The city’s social ecosystem is evolving into a unique blend of venture capital, wellness culture, luxury lifestyle, hospitality, sports, and technology. Investors mingle with founders at padel clubs. Hedge fund managers discuss AI over cold plunges and saunas. Entrepreneurs network at waterfront dinners before hopping onto Zoom calls with global investors.
And both Parmar and Magazine are fully immersed in that world.
“The Miami vibe, to me, is the feeling that we are all playing a small part in helping transition Miami into a global powerhouse,” Parmar says. “There’s an energy here that feels raw, ambitious, optimistic, and forward-looking.”
Magazine smiles when asked the same question.
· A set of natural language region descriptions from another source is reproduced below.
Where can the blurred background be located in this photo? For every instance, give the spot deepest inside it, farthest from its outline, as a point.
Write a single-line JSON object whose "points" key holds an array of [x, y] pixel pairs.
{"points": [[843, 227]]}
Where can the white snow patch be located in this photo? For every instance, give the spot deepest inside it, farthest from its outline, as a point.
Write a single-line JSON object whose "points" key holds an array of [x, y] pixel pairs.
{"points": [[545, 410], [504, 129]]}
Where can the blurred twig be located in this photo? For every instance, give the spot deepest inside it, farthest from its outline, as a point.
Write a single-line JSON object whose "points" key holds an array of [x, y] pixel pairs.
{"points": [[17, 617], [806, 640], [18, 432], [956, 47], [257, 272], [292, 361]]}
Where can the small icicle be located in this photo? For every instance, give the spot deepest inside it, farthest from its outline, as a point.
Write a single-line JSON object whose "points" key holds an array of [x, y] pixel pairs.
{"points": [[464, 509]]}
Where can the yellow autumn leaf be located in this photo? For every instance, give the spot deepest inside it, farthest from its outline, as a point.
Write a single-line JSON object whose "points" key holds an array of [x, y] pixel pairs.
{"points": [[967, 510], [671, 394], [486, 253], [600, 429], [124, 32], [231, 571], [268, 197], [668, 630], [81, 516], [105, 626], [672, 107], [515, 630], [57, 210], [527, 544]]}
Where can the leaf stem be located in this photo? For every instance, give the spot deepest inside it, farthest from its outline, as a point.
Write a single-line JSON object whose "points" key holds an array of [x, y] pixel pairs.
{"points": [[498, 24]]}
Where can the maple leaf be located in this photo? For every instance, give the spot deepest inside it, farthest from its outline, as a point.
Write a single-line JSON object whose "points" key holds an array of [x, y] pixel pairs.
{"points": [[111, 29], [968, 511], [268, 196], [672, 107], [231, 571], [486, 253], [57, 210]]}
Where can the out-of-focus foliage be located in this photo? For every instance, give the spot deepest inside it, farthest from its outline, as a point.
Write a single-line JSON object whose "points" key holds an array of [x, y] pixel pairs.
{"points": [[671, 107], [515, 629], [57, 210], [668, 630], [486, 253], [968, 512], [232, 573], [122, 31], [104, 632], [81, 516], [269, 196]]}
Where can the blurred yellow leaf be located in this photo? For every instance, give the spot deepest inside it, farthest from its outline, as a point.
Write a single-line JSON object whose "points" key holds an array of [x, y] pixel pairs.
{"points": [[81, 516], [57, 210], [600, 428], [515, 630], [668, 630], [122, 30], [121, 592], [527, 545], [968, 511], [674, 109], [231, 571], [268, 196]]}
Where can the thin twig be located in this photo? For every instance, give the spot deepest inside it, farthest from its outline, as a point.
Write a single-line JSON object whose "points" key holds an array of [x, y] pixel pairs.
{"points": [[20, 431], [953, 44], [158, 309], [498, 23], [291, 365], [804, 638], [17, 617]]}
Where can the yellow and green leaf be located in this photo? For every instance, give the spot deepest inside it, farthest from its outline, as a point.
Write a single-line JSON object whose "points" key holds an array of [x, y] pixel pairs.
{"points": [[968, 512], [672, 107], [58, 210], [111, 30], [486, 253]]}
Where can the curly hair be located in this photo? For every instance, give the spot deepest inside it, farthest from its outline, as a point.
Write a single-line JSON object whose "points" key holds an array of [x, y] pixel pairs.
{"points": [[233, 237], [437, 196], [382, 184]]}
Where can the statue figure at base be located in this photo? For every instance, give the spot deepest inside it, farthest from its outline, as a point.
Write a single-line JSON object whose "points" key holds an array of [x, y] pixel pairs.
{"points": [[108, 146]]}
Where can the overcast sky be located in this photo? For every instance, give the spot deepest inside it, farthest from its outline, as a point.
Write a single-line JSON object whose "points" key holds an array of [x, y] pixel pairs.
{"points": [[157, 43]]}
“Miami has such a unique history, personality, and culture,” he says. “There’s a coolness about it. Art Deco, pastel colors, Miami Vice, Ocean Drive, the Estefans. None of us has to be here. We choose to be here.”
That blend of ambition and lifestyle is becoming one of Miami’s greatest competitive advantages.
Wellness, Performance & The Modern Executive
Despite operating in high-pressure industries worth billions, both men speak about wellness with the same seriousness they discuss investing.
For Parmar, health is essential to decision-making. “The work I do takes a lot of energy,” he says. “I’ve learned that I make better decisions when I’m clear-headed.” His personal reset routine? Sauna, cold plunges, and occasionally “a good Cuban cigar.”
Magazine shares a similarly disciplined mindset. “Staying fit and active is non-negotiable,” he says. “If my meetings start at 8 a.m., I’m working out at 7. If meetings start at 7 a.m., the workout starts at 6.”
The commitment reflects a broader shift happening across executive culture, where longevity, recovery, mental clarity, and high performance are becoming central parts of success.
“A lot of people I know are becoming much more focused on their health,” Parmar explains. “People want to live longer, but they also want to live better.”
Padel, Politics & Purpose

When he is not discussing billion-dollar budgets or investment opportunities, Magazine can often be found riding around Miami Beach in his golf cart checking on the city, or playing padel.
“What I love about padel is that it is competitive and social at the same time,” he says. “It brings very different worlds together in a relaxed yet competitive environment.”
His passion for the sport has even inspired a massive upcoming rooftop padel project just off Lincoln Road, complete with panoramic skyline and ocean views.
But beneath the business success and social momentum, both men remain deeply focused on relationships, community, and family.
For Parmar, success outside business is simple: “Strong relationships, a good quality of life, and the ability to inspire others.”
Magazine’s answer is even more personal.
“I just want people to say, ‘He’s a really good guy that loves his community, loves his family, and helps others.’”
And perhaps that is what makes the rise of Fortuna feel different from the stereotypical image of venture capital.
There is ambition, massive ambition, but there is also an underlying belief in community, relationships, and building something larger than themselves.
The Future Is Being Built Here

Ten years ago, the idea of venture capitalists taking uranium mines and space companies public
from South Beach might have sounded absurd.
Today, it feels inevitable.
Miami is no longer simply a destination where people come to vacation.
Increasingly, it is where people come to build.
And according to Magazine, the city is only getting started. “I think Miami is evolving from a destination city into a true global capital,” he says. “If Miami and Miami Beach can get that balance right, I genuinely believe we can become one of the most important global cities of the next generation.”
Parmar agrees.
When asked to describe the future of American innovation in one word, his answer comes instantly:
“Possibility.”
And from inside a former fast-food building in the middle of South Beach, that
possibility is already taking shape.